Am Ende beträgt die Auftragssumme 7,73 Millionen Euro

Mit der Auftragserweiterung aus 2024 ergebe sich eine Gesamtsumme von 6.492.116 Euro, so die Stadt: „Dies entspricht einer Bruttoauftragssumme von 7.725.618 Euro.“ Das sind rund sechs Millionen Euro mehr als in der ursprünglichen Ausschreibung. Und es sind immer noch 1,78 Millionen Euro mehr als die im Ratsbeschluss vor gut fünf Jahren in einer langen Liste von Zahlen durchgewunkenen 5,95 Millionen Euro für „Öffentlichkeitsarbeit“.
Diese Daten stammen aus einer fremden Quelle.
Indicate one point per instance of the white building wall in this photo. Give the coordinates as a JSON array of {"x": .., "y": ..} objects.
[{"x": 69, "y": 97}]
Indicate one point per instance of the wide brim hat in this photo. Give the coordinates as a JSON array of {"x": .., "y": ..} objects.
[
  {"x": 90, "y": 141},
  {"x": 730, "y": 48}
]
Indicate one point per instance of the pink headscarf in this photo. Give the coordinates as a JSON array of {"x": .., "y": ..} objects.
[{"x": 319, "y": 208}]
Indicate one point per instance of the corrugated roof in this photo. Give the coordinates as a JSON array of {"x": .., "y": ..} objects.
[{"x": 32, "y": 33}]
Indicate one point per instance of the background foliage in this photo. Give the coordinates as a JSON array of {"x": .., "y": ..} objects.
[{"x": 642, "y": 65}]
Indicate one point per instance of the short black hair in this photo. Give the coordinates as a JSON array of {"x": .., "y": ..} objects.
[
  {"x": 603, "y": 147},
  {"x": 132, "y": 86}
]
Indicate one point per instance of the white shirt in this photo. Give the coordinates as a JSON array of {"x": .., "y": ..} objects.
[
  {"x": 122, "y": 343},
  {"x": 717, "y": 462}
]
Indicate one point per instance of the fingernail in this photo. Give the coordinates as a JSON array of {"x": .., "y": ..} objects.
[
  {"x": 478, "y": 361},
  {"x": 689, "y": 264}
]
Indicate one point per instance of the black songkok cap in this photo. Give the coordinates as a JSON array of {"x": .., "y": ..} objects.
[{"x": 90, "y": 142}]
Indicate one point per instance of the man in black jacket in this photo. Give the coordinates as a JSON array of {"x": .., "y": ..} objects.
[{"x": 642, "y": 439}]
Was genau erledigen die Spezialisten von Lots* dafür? Die Stadt zählt unter anderem Dinge auf wie „Aufbau und Umsetzung einer Kommunikationsstrategie, Stakeholdermanagement, Konzeption, Planung, Umsetzung und Auswertung Bürgerbeteiligungen, Unterstützung bei der Erstellung des Internetauftritts, Unterstützung bei der Beantwortung von Anfragen aus Bürgerschaft, Politik und Presse, Konzeption, Planung und Umsetzung von Publikationen und Präsentationen, Fortlaufende Beratung bei der Projektkommunikation“.
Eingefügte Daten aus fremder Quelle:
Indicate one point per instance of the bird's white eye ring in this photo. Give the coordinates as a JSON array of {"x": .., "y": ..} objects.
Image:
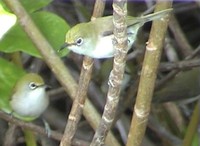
[
  {"x": 79, "y": 41},
  {"x": 32, "y": 86}
]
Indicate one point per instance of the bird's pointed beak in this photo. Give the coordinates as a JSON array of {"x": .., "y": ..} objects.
[{"x": 63, "y": 46}]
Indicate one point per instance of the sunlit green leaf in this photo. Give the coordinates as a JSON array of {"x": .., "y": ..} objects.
[
  {"x": 53, "y": 28},
  {"x": 9, "y": 74}
]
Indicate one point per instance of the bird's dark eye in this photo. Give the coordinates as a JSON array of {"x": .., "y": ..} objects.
[
  {"x": 32, "y": 86},
  {"x": 79, "y": 41}
]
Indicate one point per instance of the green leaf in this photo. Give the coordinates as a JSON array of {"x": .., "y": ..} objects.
[
  {"x": 53, "y": 28},
  {"x": 34, "y": 5},
  {"x": 9, "y": 74}
]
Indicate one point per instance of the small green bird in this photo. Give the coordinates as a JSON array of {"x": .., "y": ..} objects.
[
  {"x": 95, "y": 38},
  {"x": 29, "y": 99}
]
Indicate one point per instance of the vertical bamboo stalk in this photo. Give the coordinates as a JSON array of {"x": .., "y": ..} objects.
[{"x": 148, "y": 77}]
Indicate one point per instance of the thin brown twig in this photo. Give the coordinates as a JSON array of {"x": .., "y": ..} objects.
[
  {"x": 116, "y": 75},
  {"x": 174, "y": 72},
  {"x": 148, "y": 78},
  {"x": 55, "y": 63},
  {"x": 181, "y": 65}
]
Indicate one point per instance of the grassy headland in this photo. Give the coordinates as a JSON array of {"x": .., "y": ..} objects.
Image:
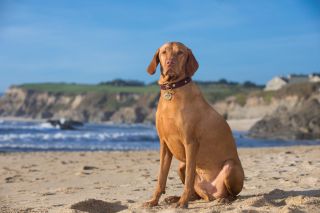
[{"x": 213, "y": 90}]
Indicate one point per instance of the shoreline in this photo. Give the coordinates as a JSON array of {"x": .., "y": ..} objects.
[
  {"x": 279, "y": 179},
  {"x": 235, "y": 124}
]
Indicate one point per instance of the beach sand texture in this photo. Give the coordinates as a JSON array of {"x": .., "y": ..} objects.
[{"x": 277, "y": 180}]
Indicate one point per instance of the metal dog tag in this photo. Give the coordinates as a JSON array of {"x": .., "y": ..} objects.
[{"x": 167, "y": 95}]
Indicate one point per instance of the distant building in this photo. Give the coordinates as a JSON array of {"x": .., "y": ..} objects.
[
  {"x": 314, "y": 77},
  {"x": 293, "y": 78},
  {"x": 278, "y": 82}
]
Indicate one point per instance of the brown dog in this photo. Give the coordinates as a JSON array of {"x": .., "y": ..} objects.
[{"x": 193, "y": 132}]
Stadt Köln übernimmt Koordinierung und Abstimmung

Was bleibt dann noch für die Kölner Verwaltung mitsamt ihrem Amt für Presse- und Öffentlichkeitsarbeit zu tun? Auch dazu liefert die Stadt eine Aufzählung, da finden sich unter anderem: „Fachtechnische Prüfung der Kommunikationsstrategie, Lieferung fachlicher Informationen, verwaltungsinterne Abstimmung der Kommunikationsstrategie, Koordinierung und Steuerung der beteiligten Fachabteilungen und Sachgebiete sowie die amts- bzw. dezernatsübergreifende Koordinierung und Steuerung der Kommunikationsmaßnahmen, Präsentation von Arbeitsergebnissen sowie deren fachliche Vertretung gegenüber den politischen Gremien des Rates der Stadt Köln und Stakeholdern“.
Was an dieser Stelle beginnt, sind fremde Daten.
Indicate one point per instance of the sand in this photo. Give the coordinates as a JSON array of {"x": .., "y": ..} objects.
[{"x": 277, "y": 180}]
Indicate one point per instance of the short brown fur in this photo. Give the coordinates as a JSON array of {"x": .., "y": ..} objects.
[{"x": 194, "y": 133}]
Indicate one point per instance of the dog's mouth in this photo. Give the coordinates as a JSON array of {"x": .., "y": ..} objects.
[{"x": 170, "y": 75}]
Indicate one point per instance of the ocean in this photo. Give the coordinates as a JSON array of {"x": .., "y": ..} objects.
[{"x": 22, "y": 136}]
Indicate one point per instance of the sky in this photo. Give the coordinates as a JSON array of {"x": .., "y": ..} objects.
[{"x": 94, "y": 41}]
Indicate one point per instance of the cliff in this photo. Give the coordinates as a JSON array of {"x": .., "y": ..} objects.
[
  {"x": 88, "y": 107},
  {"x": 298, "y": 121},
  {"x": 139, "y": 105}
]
Die Agentur Lots*, die ihren Hauptsitz in Leipzig hat, aber auch Büroadressen in Berlin, Dresden und Köln angibt, ist bei kommunalen Verkehrsprojekten offenbar gut im Geschäft. Der Projektliste auf der Internetseite der Kommunikationsagentur ist zu entnehmen, dass sie auch für die Leipziger Verkehrsbetriebe, die Stadtbahn Entwicklung und Verkehrsinfrastrukturprojekte Frankfurt GmbH, die Stadt Erfurt, die Mainzer Mobilität oder die Autobahn AG des Bundes tätig ist. Als weitere Kernkompetenzen präsentiert die Agentur die Themen Diversität und Energiewende, auch hier werden verschiedene Kommunen und Stadtwerke als Auftraggeber genannt.